Hardware Independence Is Critical to Innovation in Machine Learning
We’re in the midst of a storm. On one side we have a global chip shortage with no end in sight, forcing major companies to re-forecast their targets for products. On the other, there’s a race between the big hardware players (e.g., Intel, Nvidia, Arm) and smaller, more specialized chip startups (e.g., Cerebras Systems and Ampere Computing) all vying for dominance in artificial intelligence.
To make matters worse, we (ML researchers and practitioners) live in a world of hardware dependence, where models and software have to be tuned and optimized according to specific hardware characteristics and frameworks. This is in stark contrast to the software world, where code is easily portable and established standards like DevOps exist.
This, along with the current economic climate, is forcing the ML industry to shift the focus from innovation to budgets. Given increasing inflation and talks of recession, many companies are looking to cut costs without impacting user experience, but it’s proving difficult. But it’s also not surprising since 90% of ML compute costs are tied to inferencing production workloads.
If it were possible to migrate those workloads from one cloud instance to another, or from cloud to edge, it could save money, but could also degrade performance to the point where the app or service is unusable.
This is a shock to many in the software industry because we’ve become accustomed to shifting around generic software workloads at major price/performance benefits from the latest and greatest chip innovations, like cloud GPUs. But not in the case of ML development.
For one, the costs and performance of specific models on different hardware are highly variable and often unpredictable. Two, migrating ML models in production requires specialized talent, which is scarce and costly. Three, even if you had the talent, it still takes many weeks of manual work to migrate workloads — and that’s per model. And even if you overcame all of these hurdles, you have a 50% chance of deriving cost or performance benefits at all.

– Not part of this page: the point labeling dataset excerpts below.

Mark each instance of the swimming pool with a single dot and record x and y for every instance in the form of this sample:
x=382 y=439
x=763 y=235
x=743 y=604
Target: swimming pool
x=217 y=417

Billions of dollars in time, talent and R&D are going into solving this dependence problem with little result. And this is threatening AI innovation.
We as an industry must achieve hardware independence if we’re to fulfill the promise of AI. Achieving hardware independence will enable faster innovation, unlock hybrid options for model deployment and ultimately save practitioners time and energy.
Breaking the Dependence Barrier
I won’t get into all the brass tacks of how to overcome this problem here, but the bottom line is all of this can be solved through automation. Once you’re able to make models portable and automate deployment, you can achieve:
Faster Innovation: The negative impact of hardware dependence can manifest in different scenarios. What if a certain piece of hardware you need to deploy your application isn’t available in your region — or at all given the shortage? For example, you’re looking to deploy on a GPU but availability is constrained. Enabling choice to move to, say, a CPU, would take pressure off the GPU and you can run your application at peak performance.
Here’s another example. What if you are trying to scale an application but you can’t predict the load on the application accurately enough to add/remove instances to meet changes in demand? Hardware independence can enable you to easily optimize to run their models where you want to run them in order to scale as needed.
The operative word here is choice. Some hardware is simply better suited for certain applications, so having the choice of hardware target is critical. Think of resource-constrained environments, like the edge, where you have to live with edge processors. Having independence enables practitioners to operate in any environment. This applies to any environment: wearable devices, smart cameras, self-driving cars, you name it.
Ultimately, eliminating dependence by enabling choice in hardware targets can help you use what you have, and extend the life of what you have by maximizing performance.
Hybrid Deployment: Hardware independence enables ML models to migrate between or even be split between on-premise and cloud-to-edge. Think of the latest Stable Diffusion models that generate art. To make it viable in its current form to be deployed in a mobile app, it may be necessary to split the workload, one on-prem and one in the cloud. Or think of a language model that represents a style of writing. If you’re typing on a computer, you’re running this model in the cloud. But if you type on your phone, you’d want to be running the model locally for responsiveness. Enabling fluid migration of ML models between different hardware will enable new experiences and the mode impact of ML on applications.
Energy/Cost Efficiency: Hardware independence together with target-specific model optimization enables the choice to run where it is more energy or cost-efficient. Having the ability to run inference to highlight migration benefits from, say, GCP with Intel Cascade Lake to AWS Graviton3 can quickly show cost savings. In fact, we did this research ourselves and found that making this migration would save 73% on compute costs for natural language processing (NLP) models, such as GPT-2. And that’s just one example. The trend of specialized functional units in future hardware will make this even more pronounced.
The Future of ML Depends on Choice
We’re living in interesting times. ML is poised to effect real change across many industries. Businesses are investing heavily as a result. But ROI remains questionable given the limits to where companies can run and deploy applications. Success in ML anchors on adaptability and agility, which are both currently lacking.
Whatever the future holds, one thing is certain: hardware independence will be a defining factor in the success of ML. But given all the larger forces affecting computer availability and flexibility, relying on ML that is hardware-dependent will surely hinder innovation and business operations.